Billionaire Bill Gates on Friday urged India to move away from low-cost labour toward high-end research and development to keep its giant IT sector competitive.
On a visit to New Delhi, the co-founder of Microsoft Corp called on the Indian government to speed up its commitment to R&D and to boost low number of home-grown PhD students.
Gates told a panel discussion that India’s “IT success story” should strive to add value and move away from low-cost labour as other developing countries play catch-up.
“At first some of that (IT boom) was built on low-cost labour. And, of course, as time goes on, you don’t want to have that as the only differentiator and it’s not a sustainable thing, because others can come along with that as well,” Gates said.
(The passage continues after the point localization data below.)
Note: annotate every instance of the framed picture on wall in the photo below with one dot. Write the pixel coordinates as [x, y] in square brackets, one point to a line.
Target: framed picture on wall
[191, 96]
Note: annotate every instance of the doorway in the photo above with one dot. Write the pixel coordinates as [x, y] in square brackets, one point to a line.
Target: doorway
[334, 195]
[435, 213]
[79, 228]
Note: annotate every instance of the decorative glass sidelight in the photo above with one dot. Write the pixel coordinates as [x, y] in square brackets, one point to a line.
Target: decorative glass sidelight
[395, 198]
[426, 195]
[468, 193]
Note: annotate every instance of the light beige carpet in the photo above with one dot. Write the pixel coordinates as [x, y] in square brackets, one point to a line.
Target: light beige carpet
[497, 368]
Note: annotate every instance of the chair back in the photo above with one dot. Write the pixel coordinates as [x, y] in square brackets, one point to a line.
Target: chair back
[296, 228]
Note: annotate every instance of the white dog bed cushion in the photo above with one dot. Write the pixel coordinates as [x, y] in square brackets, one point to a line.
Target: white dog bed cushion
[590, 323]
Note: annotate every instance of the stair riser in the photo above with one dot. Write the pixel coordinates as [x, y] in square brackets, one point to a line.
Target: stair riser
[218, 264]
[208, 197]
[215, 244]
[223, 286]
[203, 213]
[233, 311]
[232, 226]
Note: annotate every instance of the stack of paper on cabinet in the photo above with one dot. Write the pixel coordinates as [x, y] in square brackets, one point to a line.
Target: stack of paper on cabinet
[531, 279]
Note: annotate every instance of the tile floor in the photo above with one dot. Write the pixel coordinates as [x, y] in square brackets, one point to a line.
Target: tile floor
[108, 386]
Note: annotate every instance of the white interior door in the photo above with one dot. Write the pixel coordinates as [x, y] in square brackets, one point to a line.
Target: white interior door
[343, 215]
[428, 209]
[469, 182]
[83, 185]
India’s R&D sector has made strides in recent years and attracted some big foreign hitters, including Microsoft, in keeping with its IT- and service-driven economic boom.
But hampered by structural problems and a lack of government commitment, India’s R&D still lags behind the United States and Asian rival China. China has more than 1,100 R&D centres compared to less than 800 in India.
“Leading companies here are contributing a lot of ideas and techniques. Even more of that has to happen and bring it to its full potential,” Gates said.
“You’ve got to get the government, universities … and companies like Microsoft to deepen their commitment to R&D.”
India produces 100 computer science PhDs a year — a fraction of China or the U.S — even as it exports a large number of students abroad. While English-speaking India is cheaper than China for R&D, New Delhi gives few incentives to researchers.
Beijing offers incentives like tax breaks for R&D centres, and special economic zones provide infrastructure for hi-tech and R&D industries.